Poetic fragments from non-fiction Namibian travel book grow into their own collection

Peter Midgley hopes that collection can link common colonial contexts and challenge perceptions

Peter Midgley could be said to be a hybrid writer – he works in multiple genres, publishing non-fiction, children’s lit, plays, and poetry.

“I do not consciously set out to write a children’s story, or a poem,” says the Edmonton-based author. “I write. Sometimes, the form emerges from within the words. Sometimes, it appears in multiple forms.”

For instance, his third collection of poetry, let us not think of them as barbarians, which draws upon a history of violence in Namibia and explores African worldviews in sensual and evocative poems, also exists as a stage play called barbarians, which was runner-up in the Toronto Fringe Festival’s new play contest in 2017.

Born and raised in small communities in Namibia and South Africa, Midgley’s writing process doesn’t just involve movement between genres – it also means movement between languages and cultures.

let us not think of them as barbarians started in 2011, while Midgley was working on Counting Teeth, a non-fiction account of travelling through Namibia with his daughter.

“There were fragments, almost exclusively in Afrikaans, that were clearly poetry – images, line breaks, et cetera – that did not fit with the prose narrative I was working on,” he says. “I put the fragments aside while I worked on Counting Teeth and Unquiet Bones, but kept adding new bits and pieces that clearly belonged in this collection.”

Midgley finds the interplay between languages to be enormously generative.

“Most of the poems were initially written in Afrikaans and then reworked during translation,” Midgley notes. “Although the Afrikaans remains unpublished, this is an Afrikaans collection in its conception and development.
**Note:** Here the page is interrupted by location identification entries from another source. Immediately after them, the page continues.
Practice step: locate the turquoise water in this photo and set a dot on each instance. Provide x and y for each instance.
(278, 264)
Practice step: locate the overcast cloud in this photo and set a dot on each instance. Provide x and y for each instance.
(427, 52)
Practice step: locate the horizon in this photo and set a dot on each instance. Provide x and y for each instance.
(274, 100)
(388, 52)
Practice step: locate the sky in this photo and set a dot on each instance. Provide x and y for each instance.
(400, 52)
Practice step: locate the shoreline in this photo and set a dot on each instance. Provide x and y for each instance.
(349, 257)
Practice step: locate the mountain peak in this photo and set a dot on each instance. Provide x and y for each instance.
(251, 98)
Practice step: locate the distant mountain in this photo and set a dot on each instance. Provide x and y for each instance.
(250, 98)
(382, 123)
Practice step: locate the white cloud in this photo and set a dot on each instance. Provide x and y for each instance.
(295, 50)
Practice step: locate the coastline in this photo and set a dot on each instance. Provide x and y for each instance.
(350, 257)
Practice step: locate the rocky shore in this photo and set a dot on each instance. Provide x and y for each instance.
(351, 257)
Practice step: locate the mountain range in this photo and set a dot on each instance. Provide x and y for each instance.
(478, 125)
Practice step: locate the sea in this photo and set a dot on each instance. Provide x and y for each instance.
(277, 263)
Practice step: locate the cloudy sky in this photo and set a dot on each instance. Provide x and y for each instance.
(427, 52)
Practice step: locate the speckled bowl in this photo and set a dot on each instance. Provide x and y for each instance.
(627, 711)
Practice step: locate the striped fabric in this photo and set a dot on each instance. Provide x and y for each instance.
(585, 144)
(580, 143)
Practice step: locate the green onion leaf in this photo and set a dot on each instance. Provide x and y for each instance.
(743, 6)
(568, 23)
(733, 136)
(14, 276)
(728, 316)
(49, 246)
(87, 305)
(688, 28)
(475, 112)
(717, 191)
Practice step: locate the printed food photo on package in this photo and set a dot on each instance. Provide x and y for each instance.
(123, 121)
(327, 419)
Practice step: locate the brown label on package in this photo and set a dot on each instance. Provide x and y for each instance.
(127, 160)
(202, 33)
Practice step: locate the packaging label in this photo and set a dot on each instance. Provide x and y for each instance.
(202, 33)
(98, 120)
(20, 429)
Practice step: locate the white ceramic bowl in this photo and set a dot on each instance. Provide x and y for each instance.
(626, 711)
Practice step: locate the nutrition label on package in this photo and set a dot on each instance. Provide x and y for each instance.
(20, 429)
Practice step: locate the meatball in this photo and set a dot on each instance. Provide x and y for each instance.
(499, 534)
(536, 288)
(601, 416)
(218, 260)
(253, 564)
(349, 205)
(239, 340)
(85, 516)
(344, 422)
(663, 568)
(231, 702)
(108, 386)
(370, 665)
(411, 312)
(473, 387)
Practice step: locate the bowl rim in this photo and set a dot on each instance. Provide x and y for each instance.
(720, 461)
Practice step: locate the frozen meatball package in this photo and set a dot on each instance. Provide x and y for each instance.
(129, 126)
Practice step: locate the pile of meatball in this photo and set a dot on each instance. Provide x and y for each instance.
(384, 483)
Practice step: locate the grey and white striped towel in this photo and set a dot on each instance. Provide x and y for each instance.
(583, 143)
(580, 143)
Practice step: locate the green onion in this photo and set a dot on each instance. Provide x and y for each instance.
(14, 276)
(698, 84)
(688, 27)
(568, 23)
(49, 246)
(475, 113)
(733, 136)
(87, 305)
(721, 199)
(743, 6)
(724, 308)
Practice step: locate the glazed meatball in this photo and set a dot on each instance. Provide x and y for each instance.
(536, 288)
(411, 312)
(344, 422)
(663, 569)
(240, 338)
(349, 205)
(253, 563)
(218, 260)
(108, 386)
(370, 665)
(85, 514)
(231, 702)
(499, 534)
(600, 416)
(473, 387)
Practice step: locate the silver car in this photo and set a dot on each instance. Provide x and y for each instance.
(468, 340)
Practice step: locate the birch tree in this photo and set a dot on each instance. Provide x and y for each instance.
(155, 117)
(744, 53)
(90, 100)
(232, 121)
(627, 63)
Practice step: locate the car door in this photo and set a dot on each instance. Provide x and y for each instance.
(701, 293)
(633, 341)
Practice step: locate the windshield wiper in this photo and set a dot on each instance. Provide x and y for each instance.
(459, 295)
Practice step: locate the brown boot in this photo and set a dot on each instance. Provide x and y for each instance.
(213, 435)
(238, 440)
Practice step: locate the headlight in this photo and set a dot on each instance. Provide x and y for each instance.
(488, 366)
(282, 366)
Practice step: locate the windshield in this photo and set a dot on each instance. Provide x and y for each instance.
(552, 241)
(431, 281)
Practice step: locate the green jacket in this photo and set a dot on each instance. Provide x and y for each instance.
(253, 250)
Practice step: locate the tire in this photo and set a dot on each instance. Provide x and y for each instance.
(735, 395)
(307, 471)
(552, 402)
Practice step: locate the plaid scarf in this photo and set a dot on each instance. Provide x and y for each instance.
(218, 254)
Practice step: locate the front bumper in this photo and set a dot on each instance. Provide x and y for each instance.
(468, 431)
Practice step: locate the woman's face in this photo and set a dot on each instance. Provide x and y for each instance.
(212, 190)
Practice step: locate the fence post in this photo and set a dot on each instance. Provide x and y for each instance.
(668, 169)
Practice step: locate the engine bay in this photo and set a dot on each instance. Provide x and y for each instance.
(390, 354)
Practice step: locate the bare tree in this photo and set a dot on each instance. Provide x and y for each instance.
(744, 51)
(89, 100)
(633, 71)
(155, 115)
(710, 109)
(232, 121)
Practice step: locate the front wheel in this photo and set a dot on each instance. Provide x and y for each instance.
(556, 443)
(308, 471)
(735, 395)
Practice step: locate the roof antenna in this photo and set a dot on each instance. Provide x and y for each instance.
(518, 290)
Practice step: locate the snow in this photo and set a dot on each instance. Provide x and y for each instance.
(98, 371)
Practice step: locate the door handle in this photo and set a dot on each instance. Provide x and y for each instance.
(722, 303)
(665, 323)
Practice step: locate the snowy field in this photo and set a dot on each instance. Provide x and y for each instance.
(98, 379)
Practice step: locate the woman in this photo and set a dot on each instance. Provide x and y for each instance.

After a first draft, I translated the works, exploring the opportunities English gave me. The poems changed; those changes were then taken back to the Afrikaans.”

Peter Midgley
Peter Midgley

Midgley emigrated to Canada 20 years ago to do a PhD in African literature at the University of Alberta, but he is still connected to his home communities, which makes for a unique perspective.

“Although this is a book about the colonial experience in Namibia, my experience of living in multiple places and in different contexts has reinforced my belief that the colonial experience has many commonalities throughout the world,” says Midgley.

“It doesn’t take a huge stretch of the imagination to go from genocide in Namibia to genocide in Canada. We are all implicated (and imbricated) – through familial lines, through privilege, through conscious choices – and writing is one way of exploring our part in it. North American readers should not think that this is not about them, too.”

And Midgley is all about conscious choices.

“A number of readers remarked of my previous Namibia book, Counting Teeth, that there were too many unpronounceable names,” Midgley says. “Such criticism just makes me more determined to use language to shake such people out of complacency. I’d wager that the majority of the world’s population has to work in polyglot frameworks. It is arrogance to assume we’re monolingual here in Canada, or that our culture is a more or less homogenous assemblage of Euro-American values.

“If this collection can start to challenge such perceptions, I’m satisfied that it is doing its job.”